Problem ze szczytem w Singapurze polega na tym, że trudno sobie wyobrazić jego sukces – mówi DGP Nicolas Levi.

Dlaczego Kim Dzong Un zdecydował się na spotkanie z Donaldem Trumpem, mimo że ten domaga się od niego rezygnacji z broni jądrowej?

Obaj mają odmienne cele. Kim Dzong Un szuka legitymizacji na arenie międzynarodowej, stąd jego spotkania z różnymi przywódcami. Co ważne, nie tylko zaprasza, ale też zaczął podróżować. Był już w Chinach, szczyt będzie w Singapurze, być może zobaczymy go w Moskwie. Chce być traktowany jak otwarty przywódca, a propaganda próbuje poprawić jego wizerunek, aby świat zapomniał, że jest on odpowiedzialny za groźby nuklearne. Niestety, wydaje się, że media to połknęły i pokazują już Kim Dzong Una jako przywódcę, z którym można rozmawiać.

Tymczasem historia dowodzi, że jakiekolwiek rozmowy z północnokoreańskimi przywódcami do niczego nie prowadzą, bo wszelkie ustalenia w postaci zamrożenia programu jądrowego były po paru latach łamane i Korea Północna wznawiała zbrojenia. Drugi cel to zniesienie sankcji gospodarczych, które coraz mocniej odbijają się na gospodarce i potencjalnie zagrażają przywództwu Kima. Ale to nie jest tak, że wyłącznie sankcje skłoniły Kima do rozmów. Ofensywa dyplomatyczna zaczęła się po sukcesie ostatnich prób jądrowych, co daje mu lepszą pozycję przetargową, a poza tym chce wykorzystać bardziej przychylny klimat w Korei Południowej po przejęciu władzy przez Moon Jae-ina.
A jakie są cele Trumpa?
Jego nadrzędnym celem jest to, by to Stany Zjednoczone, a nie Chiny były kluczowym mocarstwem w załatwianiu spraw w Azji Wschodniej, czyli zajęcie miejsca Xi Jinpinga w regionie. Traktuje on Koreę Północną instrumentalnie, o czym świadczy też to, że Stany Zjednoczone gotowe są zerwać rozmowy, jak stało się to dwa tygodnie temu. Drugim powodem dla Trumpa jest to, by mając bardzo dobrą passę gospodarczą, osiągnąć teraz jakiś polityczny sukces na arenie międzynarodowej, czy to w Korei Północnej, czy w Wenezueli, bo o tym też zaczyna mówić.

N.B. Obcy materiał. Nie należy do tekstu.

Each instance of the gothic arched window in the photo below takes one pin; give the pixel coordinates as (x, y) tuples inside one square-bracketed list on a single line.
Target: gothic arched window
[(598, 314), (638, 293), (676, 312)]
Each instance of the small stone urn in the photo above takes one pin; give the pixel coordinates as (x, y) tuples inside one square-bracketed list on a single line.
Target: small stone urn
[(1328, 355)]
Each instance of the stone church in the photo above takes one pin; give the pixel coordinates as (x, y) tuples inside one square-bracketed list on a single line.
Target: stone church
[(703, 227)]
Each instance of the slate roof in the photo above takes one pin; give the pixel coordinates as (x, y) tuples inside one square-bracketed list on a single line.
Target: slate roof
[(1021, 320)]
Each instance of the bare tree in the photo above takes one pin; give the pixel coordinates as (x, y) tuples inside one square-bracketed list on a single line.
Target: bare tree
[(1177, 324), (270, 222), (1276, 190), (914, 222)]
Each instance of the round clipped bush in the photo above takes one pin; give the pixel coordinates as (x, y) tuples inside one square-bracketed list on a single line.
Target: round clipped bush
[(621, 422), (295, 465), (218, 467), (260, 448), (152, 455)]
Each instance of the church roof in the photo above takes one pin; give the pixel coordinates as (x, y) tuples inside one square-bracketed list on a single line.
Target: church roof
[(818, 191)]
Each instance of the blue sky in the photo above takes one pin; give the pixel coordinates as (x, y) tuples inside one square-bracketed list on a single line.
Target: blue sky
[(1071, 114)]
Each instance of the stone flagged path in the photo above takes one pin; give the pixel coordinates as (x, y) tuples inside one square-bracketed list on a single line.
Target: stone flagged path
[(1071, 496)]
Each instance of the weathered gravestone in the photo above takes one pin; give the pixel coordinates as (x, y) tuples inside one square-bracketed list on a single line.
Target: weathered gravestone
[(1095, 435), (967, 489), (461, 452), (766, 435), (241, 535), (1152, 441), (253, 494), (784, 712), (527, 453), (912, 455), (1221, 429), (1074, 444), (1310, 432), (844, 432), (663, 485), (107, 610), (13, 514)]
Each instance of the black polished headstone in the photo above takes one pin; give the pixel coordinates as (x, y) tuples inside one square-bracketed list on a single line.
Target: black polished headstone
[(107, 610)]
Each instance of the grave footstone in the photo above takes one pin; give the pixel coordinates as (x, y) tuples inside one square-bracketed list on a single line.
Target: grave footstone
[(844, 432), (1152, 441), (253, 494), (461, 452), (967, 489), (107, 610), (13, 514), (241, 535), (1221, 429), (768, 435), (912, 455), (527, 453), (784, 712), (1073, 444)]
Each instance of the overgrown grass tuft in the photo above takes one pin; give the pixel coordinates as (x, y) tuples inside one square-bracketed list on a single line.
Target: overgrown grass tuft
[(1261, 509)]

Do jakiego stopnia możliwe jest pogodzenie ich celów? Amerykanie chcą, aby Korea Północna nie tylko zrezygnowała z broni jądrowej, ale mówią, że najpierw musi się rozbroić, by można było zacząć znosić sankcje.
Korea Północna nie zrezygnuje z broni jądrowej. To niemożliwe. Oni pamiętają, co się stało w Libii, pamiętają amerykańskie interwencje w Iraku i Jugosławii, widzą, że zachodnie gwarancje bezpieczeństwa dla Ukrainy po rezygnacji przez nią z broni jądrowej nie uratowały jej przed Rosją. Dlatego prawdopodobnie rozmowy do niczego nie doprowadzą. Ale dla Kim Dzong Una już samo spotkanie będzie sukcesem, ponieważ władze północnokoreańskie zawsze – czy to było za Kim Ir Sena, czy za Kim Dzong Ila – chciały się spotkać z amerykańskim prezydentem, by uwiarygodnić pozycję kraju na arenie międzynarodowej. Teraz wszystko wskazuje, że to się uda.

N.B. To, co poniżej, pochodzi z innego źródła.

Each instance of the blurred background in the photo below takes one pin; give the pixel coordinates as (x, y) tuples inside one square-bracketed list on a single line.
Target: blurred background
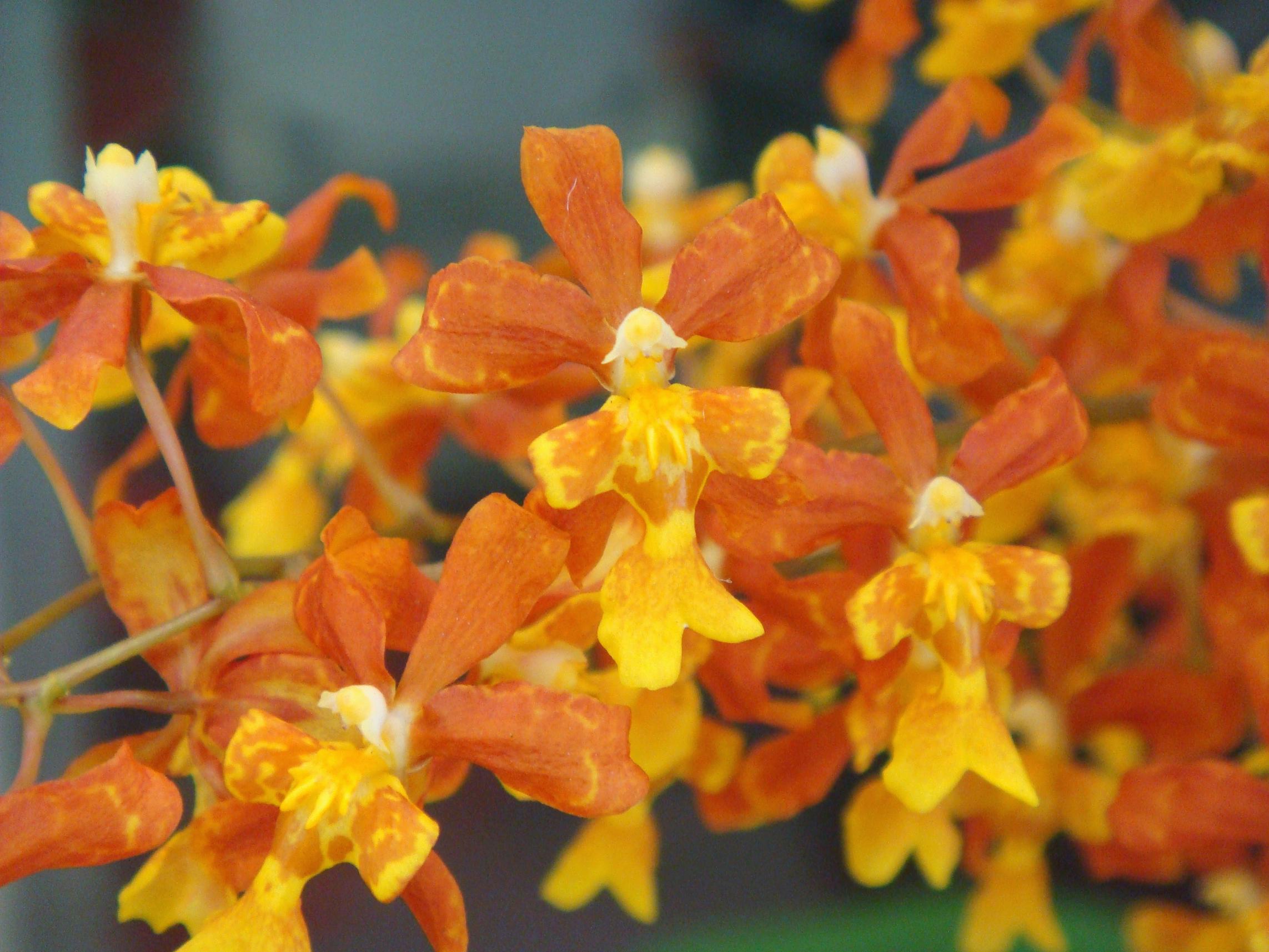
[(267, 101)]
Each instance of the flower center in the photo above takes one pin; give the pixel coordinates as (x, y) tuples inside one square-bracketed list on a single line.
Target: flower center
[(334, 779), (941, 509), (641, 350), (842, 169), (118, 183), (660, 423)]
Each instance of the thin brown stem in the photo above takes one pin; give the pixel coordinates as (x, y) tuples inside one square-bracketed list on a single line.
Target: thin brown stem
[(57, 683), (155, 701), (36, 723), (217, 568), (73, 510), (410, 508), (1044, 82), (55, 611)]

Jeśli szczyt nie doprowadzi do choćby minimalnego zbliżenia stanowisk, zostanie uznany za porażkę. W jakich dziedzinach jest szansa na porozumienie i jak mogłoby ono wyglądać?
Trzeba patrzeć przede wszystkim na to, jaki jest cel Korei Północnej. Ona nie liczy na to, że w zamian za rezygnację z broni atomowej dostanie amerykańskie gwarancje bezpieczeństwa, chociażby z tego powodu, że Donald Trump jest nieobliczalnym przywódcą. Dla niej ważne jest złagodzenie sankcji, ponieważ prowadzą one do kryzysu gospodarczego. Firmy prywatne jakoś dają sobie radę, bo przemycają towary z Chin i sprzedają na rynku wewnętrznym. Ale problemem jest brak dostępu do surowców, takich jak ropa naftowa, a także brak możliwości eksportu towarów północnokoreańskich. Ten problem jest szczególnie ważny dla armii, bo to ona w dużej mierze kontroluje gospodarkę. Jeśli z powodu sankcji wojsko będzie ponosiło straty gospodarcze, można sobie wyobrazić, że dowództwo będzie próbowało doprowadzić do upadku Kim Dzong Una. Gospodarka północnokoreańska ma przed sobą pół roku, maksimum rok, funkcjonowania i później nie wiemy, co się stanie dalej. I to jest też ryzyko dla świata.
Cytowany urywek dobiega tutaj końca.